A KPMG audit of UK oil and gas industry contracts has revealed widespread overbilling at the same time as firms are trying to slash costs.
The professional services firm said 70% of 10,000 deals across all industries it looked at were not properly complied with, leading to regular overcharging.
KPMG put the cost of unnecessary spending at between 1% and 5% of “high-risk” investments, meaning a significant level of unnecessary spending on a supply chain worth up to £35billion a year.
The findings come as the industry battles to save cash wherever it can in the wake of a sharp slump in crude oil prices.
At the Offshore Europe 2015 show in Aberdeen last week, Oil and Gas UK chief executive Deirdre Michie said firms were on track to slash £2billion from their costs.
It is estimated the cuts have already caused about 65,000 job losses since the price of a barrel of oil peaked at $110 in 2014.
KPMG said better contract management can hold the key to reducing operating costs further.
Ken Milliken, forensic associate partner for Scotland at the firm, said: “There is no silver bullet for the oil and gas industry’s cost issues.
“But avoiding loss by ensuring contracts are performing can restore cash to businesses and aid future contract negotiations.
“Conducting a contract audit can provide transparency on actual costs and identify inaccuracies such as non-inclusion of rebates and discounts, incorrect overhead apportionment and intercompany mark ups.
“For an individual business on an individual contract, a saving of one or two percent may only be seen as marginal.
“However, given the value of the overall supply chain in the UK oil and gas industry and the potential scale of overbilling that our own experience of contract audit has highlighted, there are very significant cumulative savings to be made by addressing this issue.
“Good contract discipline should, therefore, form part of the wider strategic focus within the industry on bringing down the per barrel production cost through transformation, innovation and collaboration.”

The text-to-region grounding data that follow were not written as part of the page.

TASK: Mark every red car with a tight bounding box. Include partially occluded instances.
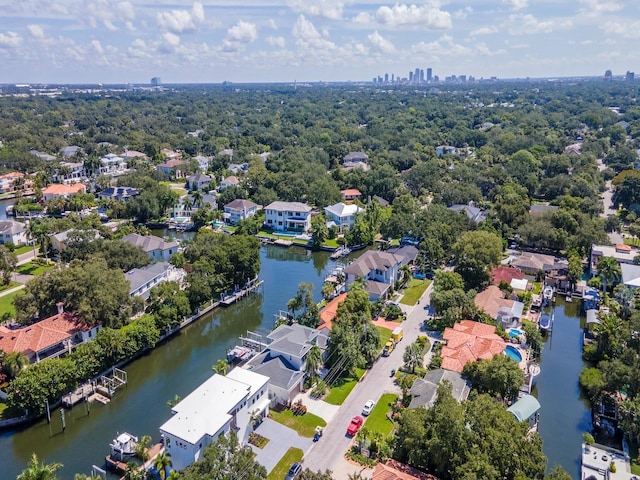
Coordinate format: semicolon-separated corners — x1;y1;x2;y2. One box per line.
346;415;364;436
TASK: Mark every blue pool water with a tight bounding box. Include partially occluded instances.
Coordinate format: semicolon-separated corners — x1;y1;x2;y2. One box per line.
509;328;523;338
505;345;523;362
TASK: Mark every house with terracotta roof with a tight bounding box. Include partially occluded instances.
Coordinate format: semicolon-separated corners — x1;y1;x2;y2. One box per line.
156;159;188;178
490;266;525;286
341;188;362;203
343;250;405;301
317;292;347;331
372;460;439;480
440;320;506;373
0;303;99;363
42;183;87;201
474;285;524;328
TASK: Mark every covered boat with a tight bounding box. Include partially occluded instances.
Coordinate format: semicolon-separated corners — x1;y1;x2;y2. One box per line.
110;432;138;459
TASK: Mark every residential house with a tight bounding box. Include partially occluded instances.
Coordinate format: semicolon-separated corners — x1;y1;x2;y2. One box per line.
51;162;86;184
317;292;347;331
0;220;27;245
219;176;239;191
264;201;313;233
228;163;249;175
193;155;212;172
372;460;439;480
122;233;179;261
324;202;363;232
490;266;525;286
99;154;128;175
50;229;101;253
474;285;524;329
30;150;56;162
219;148;234;160
343;250;405;301
122;150;148;162
0;303;100;363
440;320;506;373
0;172;26;193
511;251;568;276
99;186;140;202
159;368;270;472
156;159;189;179
245;324;328;406
60;145;81;158
435;145;457;156
373;195;389;207
408;369;470;409
125;262;186;301
340;189;362;203
223;199;259;225
387;245;419;266
341;152;370;172
42;183;87;201
448;203;487;223
621;263;640;288
564;143;583;156
590;244;639;276
172;193;217;220
186;173;212;191
161;148;182;161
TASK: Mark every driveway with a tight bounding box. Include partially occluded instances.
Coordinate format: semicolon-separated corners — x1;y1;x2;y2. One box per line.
251;418;313;474
301;283;436;478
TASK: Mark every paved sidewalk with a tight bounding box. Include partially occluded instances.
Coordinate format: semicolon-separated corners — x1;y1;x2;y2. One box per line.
250;418;313;474
0;283;25;297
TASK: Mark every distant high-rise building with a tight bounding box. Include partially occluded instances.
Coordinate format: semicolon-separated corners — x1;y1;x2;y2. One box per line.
409;71;414;82
391;73;395;83
459;75;467;82
604;69;613;81
427;68;433;82
151;77;161;86
372;77;377;84
420;69;424;82
384;73;389;83
414;68;420;83
626;71;635;81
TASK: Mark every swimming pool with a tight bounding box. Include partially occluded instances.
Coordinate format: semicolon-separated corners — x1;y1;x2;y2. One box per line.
505;345;523;362
509;328;523;338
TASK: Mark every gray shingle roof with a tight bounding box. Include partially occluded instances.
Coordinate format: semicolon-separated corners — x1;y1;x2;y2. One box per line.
125;262;170;298
266;324;329;355
122;233;178;253
408;369;470;409
344;250;405;277
249;354;305;391
265;201;312;213
0;220;25;235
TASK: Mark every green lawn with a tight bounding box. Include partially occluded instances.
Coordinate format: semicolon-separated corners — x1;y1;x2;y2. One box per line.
322;238;339;248
266;448;303;480
269;409;326;437
377;326;393;350
400;278;431;306
16;261;55;276
532;282;542;294
13;245;33;255
0;282;19;292
325;368;365;405
0;290;20;318
364;393;397;436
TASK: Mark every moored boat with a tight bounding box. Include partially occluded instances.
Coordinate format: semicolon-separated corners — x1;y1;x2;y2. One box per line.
109;432;138;459
539;312;553;332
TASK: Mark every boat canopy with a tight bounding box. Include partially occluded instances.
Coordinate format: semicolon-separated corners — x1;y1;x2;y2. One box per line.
586;309;599;324
507;394;541;422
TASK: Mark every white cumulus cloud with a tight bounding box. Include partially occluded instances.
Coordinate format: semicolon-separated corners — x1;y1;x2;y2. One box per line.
159;32;181;53
579;0;622;16
0;32;23;48
267;36;286;48
27;24;46;39
157;2;204;34
86;0;136;31
222;21;258;52
367;31;396;54
507;14;572;35
374;4;452;29
470;26;498;36
288;0;345;20
293;14;337;51
503;0;528;11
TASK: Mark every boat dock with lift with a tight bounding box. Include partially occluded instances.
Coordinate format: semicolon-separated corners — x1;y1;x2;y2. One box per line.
220;278;264;306
226;331;269;364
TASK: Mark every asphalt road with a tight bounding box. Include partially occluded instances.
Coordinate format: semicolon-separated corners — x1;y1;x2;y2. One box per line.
302;283;435;475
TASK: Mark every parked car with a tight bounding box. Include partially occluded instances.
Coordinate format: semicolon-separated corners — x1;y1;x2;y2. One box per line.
285;463;302;480
346;415;364;436
362;400;375;416
431;340;441;352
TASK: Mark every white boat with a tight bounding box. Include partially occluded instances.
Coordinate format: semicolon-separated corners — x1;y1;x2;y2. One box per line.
539;312;553;332
109;432;138;459
542;285;554;301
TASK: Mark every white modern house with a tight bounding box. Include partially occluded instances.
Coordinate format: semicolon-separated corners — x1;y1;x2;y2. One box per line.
159;368;270;472
0;220;27;245
125;262;186;301
264;201;313;233
324;202;363;232
99;154;128;175
121;233;179;261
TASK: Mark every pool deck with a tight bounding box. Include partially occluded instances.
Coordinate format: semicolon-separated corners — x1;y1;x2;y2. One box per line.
581;443;636;480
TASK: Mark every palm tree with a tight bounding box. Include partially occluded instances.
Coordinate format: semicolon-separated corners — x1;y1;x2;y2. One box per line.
191;190;204;209
181;196;193;216
614;286;635;319
17;453;62;480
305;344;322;381
212;358;229;376
134;435;152;462
403;343;423;373
5;351;28;379
153;451;173;480
167;471;180;480
597;256;621;300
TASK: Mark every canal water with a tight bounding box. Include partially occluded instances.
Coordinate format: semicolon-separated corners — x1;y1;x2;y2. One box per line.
1;244;337;479
534;299;591;479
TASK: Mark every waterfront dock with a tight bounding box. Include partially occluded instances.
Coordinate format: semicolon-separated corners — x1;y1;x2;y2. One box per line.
62;382;95;408
220;278;264;306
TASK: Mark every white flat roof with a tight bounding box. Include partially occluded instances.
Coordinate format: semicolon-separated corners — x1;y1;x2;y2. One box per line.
160;369;266;445
227;367;270;397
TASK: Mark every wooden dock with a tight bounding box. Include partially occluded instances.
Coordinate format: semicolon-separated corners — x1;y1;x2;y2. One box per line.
105;455;129;473
62;382;95;408
220;279;264;306
273;239;293;247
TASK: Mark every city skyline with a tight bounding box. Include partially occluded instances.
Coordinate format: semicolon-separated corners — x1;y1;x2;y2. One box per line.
1;0;640;84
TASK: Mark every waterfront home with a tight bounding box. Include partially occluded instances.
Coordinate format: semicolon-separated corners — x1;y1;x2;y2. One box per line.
340;188;362;203
343;250;405;301
155;159;188;179
388;245;419;266
0;220;27;245
441;320;506;373
264;201;313;233
474;285;524;329
50;162;86;184
510;251;568;276
159;368;270;472
245;324;328;406
99;154;128;176
317;292;347;331
98;186;140;202
223;199;259;225
490;266;525;286
448;202;487;223
621;263;640;288
186;173;212;191
219;175;239;191
121;233;179;261
0;303;99;363
590;244;639;276
0;172;27;193
324;202;363;232
125;262;186;301
171;193;217;220
60;145;81;158
50;228;101;253
408;369;470;409
507;394;541;430
42;183;87;201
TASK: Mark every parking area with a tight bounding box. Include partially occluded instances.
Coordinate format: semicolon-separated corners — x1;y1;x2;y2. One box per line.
250;418;313;474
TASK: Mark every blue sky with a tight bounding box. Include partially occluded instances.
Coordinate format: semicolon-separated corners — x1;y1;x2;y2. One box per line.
0;0;638;84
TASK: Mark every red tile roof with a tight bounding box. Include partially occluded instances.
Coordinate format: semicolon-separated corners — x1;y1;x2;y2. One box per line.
490;266;524;286
341;188;362;197
441;320;506;373
317;292;347;331
0;312;89;359
474;285;516;319
373;460;438;480
42;183;86;195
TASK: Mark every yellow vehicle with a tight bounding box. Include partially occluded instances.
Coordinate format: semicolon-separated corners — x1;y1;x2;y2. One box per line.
383;340;395;356
391;326;404;343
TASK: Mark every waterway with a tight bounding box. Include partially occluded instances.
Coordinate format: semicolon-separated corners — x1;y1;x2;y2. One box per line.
534;298;591;479
0;244;339;479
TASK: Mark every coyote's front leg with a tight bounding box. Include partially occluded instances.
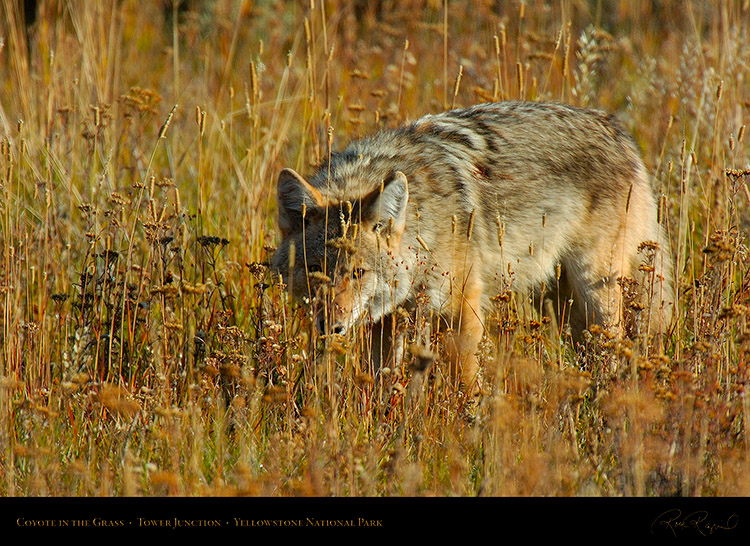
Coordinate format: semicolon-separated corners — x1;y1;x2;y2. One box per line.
446;271;484;397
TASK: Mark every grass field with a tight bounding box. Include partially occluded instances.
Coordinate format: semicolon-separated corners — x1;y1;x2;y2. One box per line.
1;0;750;498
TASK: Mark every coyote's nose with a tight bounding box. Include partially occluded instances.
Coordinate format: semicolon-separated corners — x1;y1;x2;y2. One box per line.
316;315;345;335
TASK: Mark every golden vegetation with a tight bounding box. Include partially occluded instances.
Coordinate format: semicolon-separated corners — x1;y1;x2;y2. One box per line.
1;0;750;497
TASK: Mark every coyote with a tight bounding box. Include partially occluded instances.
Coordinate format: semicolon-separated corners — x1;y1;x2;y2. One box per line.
271;101;674;394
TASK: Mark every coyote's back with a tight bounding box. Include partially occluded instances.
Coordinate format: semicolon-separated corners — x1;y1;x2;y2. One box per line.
272;101;674;393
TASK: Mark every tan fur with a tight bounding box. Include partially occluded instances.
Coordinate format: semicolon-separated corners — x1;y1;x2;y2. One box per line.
271;101;674;395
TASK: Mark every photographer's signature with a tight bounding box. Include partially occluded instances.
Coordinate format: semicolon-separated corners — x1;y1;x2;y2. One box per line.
651;509;738;537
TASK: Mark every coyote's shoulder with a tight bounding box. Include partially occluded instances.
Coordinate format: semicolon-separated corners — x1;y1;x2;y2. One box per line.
272;101;674;393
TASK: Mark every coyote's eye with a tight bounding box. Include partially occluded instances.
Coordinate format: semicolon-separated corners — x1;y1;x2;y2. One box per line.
352;267;367;279
307;263;322;273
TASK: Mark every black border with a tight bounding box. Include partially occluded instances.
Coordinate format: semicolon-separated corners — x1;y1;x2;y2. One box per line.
2;496;749;538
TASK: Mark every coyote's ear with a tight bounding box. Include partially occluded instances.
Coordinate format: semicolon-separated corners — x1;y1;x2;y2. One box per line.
363;171;409;241
277;168;324;235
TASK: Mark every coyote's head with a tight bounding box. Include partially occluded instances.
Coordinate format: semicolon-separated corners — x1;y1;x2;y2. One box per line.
271;168;411;334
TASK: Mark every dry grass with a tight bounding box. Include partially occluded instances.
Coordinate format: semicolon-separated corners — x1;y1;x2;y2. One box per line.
1;0;750;499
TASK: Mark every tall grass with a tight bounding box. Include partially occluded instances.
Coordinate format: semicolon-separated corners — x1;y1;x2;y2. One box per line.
1;0;749;497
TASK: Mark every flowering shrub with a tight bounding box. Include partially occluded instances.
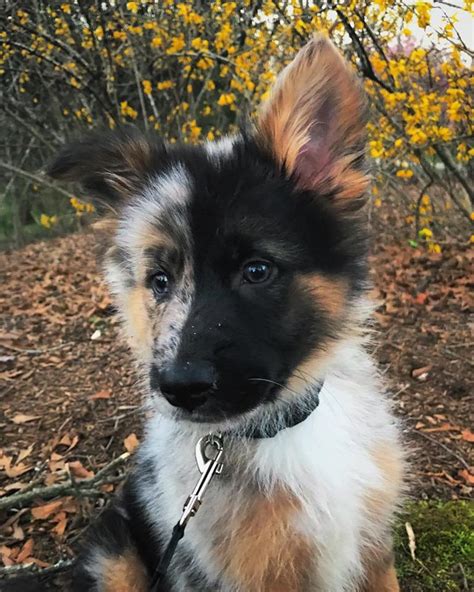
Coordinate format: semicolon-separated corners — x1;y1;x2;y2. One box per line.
0;1;472;246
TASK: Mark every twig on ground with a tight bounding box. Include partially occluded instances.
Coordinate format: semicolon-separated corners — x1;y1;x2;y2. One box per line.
0;558;76;579
412;429;471;471
443;347;474;368
0;453;130;511
0;342;75;356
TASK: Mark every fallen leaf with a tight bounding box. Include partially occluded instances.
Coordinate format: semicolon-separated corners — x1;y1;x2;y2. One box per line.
461;429;474;443
12;523;25;541
123;433;139;453
458;469;474;485
405;522;416;560
28;557;50;568
0;545;15;567
0;545;12;558
422;422;459;433
16;538;34;563
31;500;63;520
411;365;432;381
51;512;68;537
57;434;79;450
89;389;112;400
68;460;94;479
17;444;34;464
11;414;41;425
4;461;33;479
415;292;428;305
1;482;29;496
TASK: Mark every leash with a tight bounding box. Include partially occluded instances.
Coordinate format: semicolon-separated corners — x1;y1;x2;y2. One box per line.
149;381;323;590
150;432;224;590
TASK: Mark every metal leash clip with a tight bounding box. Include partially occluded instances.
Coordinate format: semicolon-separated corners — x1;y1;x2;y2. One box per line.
150;432;225;590
178;432;224;528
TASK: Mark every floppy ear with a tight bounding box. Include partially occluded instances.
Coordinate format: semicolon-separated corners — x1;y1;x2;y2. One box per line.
48;129;161;212
256;35;369;209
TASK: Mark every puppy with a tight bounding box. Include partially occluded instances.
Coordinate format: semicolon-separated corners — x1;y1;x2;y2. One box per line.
49;36;403;592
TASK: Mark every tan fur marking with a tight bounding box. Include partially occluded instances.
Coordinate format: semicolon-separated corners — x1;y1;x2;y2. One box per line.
93;217;119;235
106;137;154;199
134;225;173;254
297;273;349;318
217;489;314;591
257;35;368;203
366;442;403;518
284;269;348;395
102;549;149;592
121;137;153;172
124;286;153;355
360;551;400;592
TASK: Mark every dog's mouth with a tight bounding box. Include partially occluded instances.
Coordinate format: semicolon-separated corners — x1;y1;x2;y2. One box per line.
153;380;281;425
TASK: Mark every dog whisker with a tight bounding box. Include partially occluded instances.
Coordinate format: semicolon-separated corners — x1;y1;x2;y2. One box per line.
248;377;300;398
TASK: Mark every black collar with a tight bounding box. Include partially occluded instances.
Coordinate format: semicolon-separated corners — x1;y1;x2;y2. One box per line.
240;380;324;439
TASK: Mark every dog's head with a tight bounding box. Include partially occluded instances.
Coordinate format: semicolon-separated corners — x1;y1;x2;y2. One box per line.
49;37;369;428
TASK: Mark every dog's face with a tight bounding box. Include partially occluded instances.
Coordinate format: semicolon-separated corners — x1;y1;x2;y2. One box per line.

According to KPMG, the best intentions of companies to achieve best value in contracts can suffer as priorities and responsibilities change over time.
Terms, incentives and break clauses are often neglected, leading to invoicing mistakes, the firm said, adding: “A large number of contracts contain pricing mechanisms with an inherent blind spot when it comes to ensuring the buying organisation is receiving the correct price.
“Proactive contract management is essential to ensure that contracts are fit for purpose, the relationship is well-managed and all parties benefit from the agreement framework.
“With the current market conditions in oil and gas, now is an ideal time to ensure that the deal which has been struck with a supplier is not eroded – giving away precious margin.”